Entsinnen wir uns aber hier der Ausführungen in § 10 dieser Schrift, so zeigt sich, daß diese beiden Faktoren unseres Erkennens noch etwas Anderes gemeinsam haben als den Zwang, den sie auf unser Denker ausüben. Sie sind es nämlich, die unsere Vorstellungen wahr machen; das äußere Objekt gibt ihnen eine realistische, die innere Gesetzgebung eine immanente Wahrheit.

An welche Wahrheit denkt KANT hier? Es scheint, an beide. Denn wenn er das, was da Zwang ausübt, Gegenstand nennt, meint er dem Anschein nach realistische, wenn er aber hinzufügt, daß es die Vorstellungen a priori bestimmt, meint er eine immanente Wahrheit.

Hier also haben wir den Übergang, den wir suchen. KANT gibt zunächst dem Wort "Objekt" die zweideutige Definition: "Das, was wahr macht", und dann denkt er nicht, wie es zuvor üblich war, an die realistische, sondern an die immanente Wahrheit.

Was ist nun das, was in einem immanenten Sinn wahr macht und also Objekt heißen müßte? Zunächst wären es die Kategorien, die den inneren Zwang ausübenden Verstandesgesetze (1). Und da die Kategorien bei der Synthesis der Erscheinungselemente ja nur ein Organ der transzendentalen Apperzeption sind, so verdient in letzter Instanz diese, also das Subjekt, den Namen Objekt (2); in der Tat ein etwas schwer faßbarer Gedanke!

§ 46. Hier haben wir das erreicht, was vorhin als unser Teilziel bezeichnet wurde. Die dargelegte neue Bedeutung des Wortes "Objekt" ist mehrfach als die endgültige bei KANT angesehen worden; allein ein eingehenderes Studium der "Deduktion der reinen Verstandesbegriffe" zeigt uns, daß dieselbe zwar nicht gerade falsch, aber einseitig und unvollkommen ist, und daß unsere bisherige Ausführung der Berichtigung und Ergänzung bedarf. An der Stelle der "Kr. d. r. V.", von welcher wir ausgegangen sind, hat KANT sich zu Ungunsten der Deutlichkeit etwas zu kurz ausgedrückt.

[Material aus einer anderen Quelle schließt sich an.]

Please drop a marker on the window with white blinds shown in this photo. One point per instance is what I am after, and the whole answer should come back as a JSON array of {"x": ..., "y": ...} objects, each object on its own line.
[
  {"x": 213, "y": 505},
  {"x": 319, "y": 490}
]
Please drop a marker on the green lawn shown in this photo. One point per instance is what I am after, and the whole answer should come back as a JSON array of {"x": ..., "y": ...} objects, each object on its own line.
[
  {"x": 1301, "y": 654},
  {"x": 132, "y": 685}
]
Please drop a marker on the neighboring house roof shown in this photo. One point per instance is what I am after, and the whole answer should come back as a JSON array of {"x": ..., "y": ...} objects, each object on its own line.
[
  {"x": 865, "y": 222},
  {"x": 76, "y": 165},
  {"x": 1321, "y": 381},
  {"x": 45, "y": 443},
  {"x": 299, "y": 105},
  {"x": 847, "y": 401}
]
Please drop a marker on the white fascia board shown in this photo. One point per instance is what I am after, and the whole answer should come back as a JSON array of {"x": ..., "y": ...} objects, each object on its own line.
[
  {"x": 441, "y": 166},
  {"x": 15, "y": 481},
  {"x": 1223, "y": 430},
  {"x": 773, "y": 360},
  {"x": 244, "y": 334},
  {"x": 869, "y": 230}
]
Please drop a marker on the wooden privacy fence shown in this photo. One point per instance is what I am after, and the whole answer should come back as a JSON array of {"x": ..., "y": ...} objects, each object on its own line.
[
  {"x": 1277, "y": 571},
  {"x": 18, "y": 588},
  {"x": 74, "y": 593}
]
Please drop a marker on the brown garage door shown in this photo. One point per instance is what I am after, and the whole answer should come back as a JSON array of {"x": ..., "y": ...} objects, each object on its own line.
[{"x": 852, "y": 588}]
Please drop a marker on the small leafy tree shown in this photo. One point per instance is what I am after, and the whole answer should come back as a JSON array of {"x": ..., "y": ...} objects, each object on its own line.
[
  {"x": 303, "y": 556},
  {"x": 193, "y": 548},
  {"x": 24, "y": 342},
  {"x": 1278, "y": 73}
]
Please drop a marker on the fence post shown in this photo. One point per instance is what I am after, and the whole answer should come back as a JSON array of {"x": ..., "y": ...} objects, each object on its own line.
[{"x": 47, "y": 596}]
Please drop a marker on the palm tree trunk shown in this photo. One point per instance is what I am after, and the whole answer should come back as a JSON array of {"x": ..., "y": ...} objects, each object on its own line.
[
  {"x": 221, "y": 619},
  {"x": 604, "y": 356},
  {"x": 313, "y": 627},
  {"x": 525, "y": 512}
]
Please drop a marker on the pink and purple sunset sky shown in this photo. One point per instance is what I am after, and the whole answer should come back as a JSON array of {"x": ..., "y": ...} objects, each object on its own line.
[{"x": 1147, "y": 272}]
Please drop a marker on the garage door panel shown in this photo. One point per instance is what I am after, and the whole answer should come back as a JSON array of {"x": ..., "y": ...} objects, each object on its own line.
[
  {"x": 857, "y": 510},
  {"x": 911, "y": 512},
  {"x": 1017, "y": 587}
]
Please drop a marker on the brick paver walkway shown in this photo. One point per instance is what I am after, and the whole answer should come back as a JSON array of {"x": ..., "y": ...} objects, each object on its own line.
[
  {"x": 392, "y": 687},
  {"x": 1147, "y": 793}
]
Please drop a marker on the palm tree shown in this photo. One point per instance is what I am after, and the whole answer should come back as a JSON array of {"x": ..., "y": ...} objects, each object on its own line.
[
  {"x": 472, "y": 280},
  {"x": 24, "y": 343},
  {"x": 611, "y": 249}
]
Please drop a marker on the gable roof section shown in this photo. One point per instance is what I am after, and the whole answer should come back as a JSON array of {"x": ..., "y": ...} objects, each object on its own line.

Das Objekt oder der Gegenstand wird von KANT beschrieben als ein X, das den Erscheinungen "korrespondiert" und das "für uns nichts ist" (Deduktion, A, Abschnitt II 3 Absatz 5). Von der transzendentalen Apperzeption aber läßt sich doch kaum sagen, sie sei für uns Nichts, denn sonst könnte KANT sie nicht in seine Erfahrungstheorie einführen, und noch weniger kann sie den Erscheinungen korrespondieren, weil sie ihnen nicht ähnlich ist. Weiterhin (ebd. vorletzter Absatz) heißt es, die Kategorien (Begriffe oder Regeln des Verstandes) "bestimmen der Anschauung einen Gegenstand". Dieser Ausdruck wäre doch außerordentlich geschraubt, wenn die Kategorien selbst das Objekt der Anschauung wären. Und wären sie das, wie könnte KANT sie (Deduktion, A, § 22) als die Begriffe bezeichnen, "dadurch überhaupt ein Gegenstand gedacht wird?" Sollen sie etwa Gegenstand sein und sich selbst als solchen denken?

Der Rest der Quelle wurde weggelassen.